CQK: Changing the subject, let’s talk about the thousands of beaus that Leigh Scaritt must have in her life.

LS: This is my experience with dating: a boy comes up to me and asks me to dinner and I respond that Monday is not available due to a reading and Tuesday is not possible due to a writing commitment, and Wednesday is out of the question because I have to rehearse and Thursday, Friday, Saturday and Sundays are booked at the Theatre. I don’t seem to have time for a special somebody today; perhaps in the future. I don’t party and I don’t go clubbing and I drop after working a full day into a fast sleep of seven or eight hours.

CQK: Do you have any secrets you can share with your adoring public on maintaining that perfectly petite body of yours?

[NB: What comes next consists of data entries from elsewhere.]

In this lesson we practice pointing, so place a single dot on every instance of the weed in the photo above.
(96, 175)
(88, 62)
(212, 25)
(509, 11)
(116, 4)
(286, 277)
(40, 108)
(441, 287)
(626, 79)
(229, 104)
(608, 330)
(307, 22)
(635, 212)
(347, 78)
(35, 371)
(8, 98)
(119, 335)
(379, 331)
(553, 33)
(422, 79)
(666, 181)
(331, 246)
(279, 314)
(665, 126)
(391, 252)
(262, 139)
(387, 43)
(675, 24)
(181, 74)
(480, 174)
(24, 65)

LS: I eat what I am hungry for, when I am hungry for it. It is that simple and that complicated. Oh, (as an afterthought) I also run through the neighborhood, including the nearby tennis club, to see my Dad play tennis every morning.

CQK: At the end of your day what does “accomplishment” mean to you?

LS: It means that I have been satiated by the evolution of the day and that I’m complete.

CQK: What’s your favorite “theatrical” word?

LS: Curtain.

CQK: If you made the wrong turn and ended up facing the devil at the end of your life’s journey, what would you say to him/her?

LS: You’re welcome.

CQK: What’s up next after What The Butler Saw?

LS: Pulp with Moxie Theatre.

Leigh Scarritt is a warm, giving, professional. She’s hot, at times sizzling, but all that exterior gloss is kept well within a family perspective. Leigh concluded our interview with a beautiful post script. She said that she not only thanks the audience at the end of a show, but also thanks her fellow artists for playing their roles, as these things—at the end of the day—bring her great joy.

In my final turn here in this interview, I want to thank Leigh for allowing me and the San Diego community into her life.

2 Comments:

Blogger Gwynn said...

If "Sharon Leigh" was born in 1976 we have her baptismal certificate at the San Diego Genealogical Society

11:57 PM  
Blogger Jerry said...

Leigh Scarritt is my mentor and has guided me through tough times. She is a wonderful role model! She is an Angel on earth.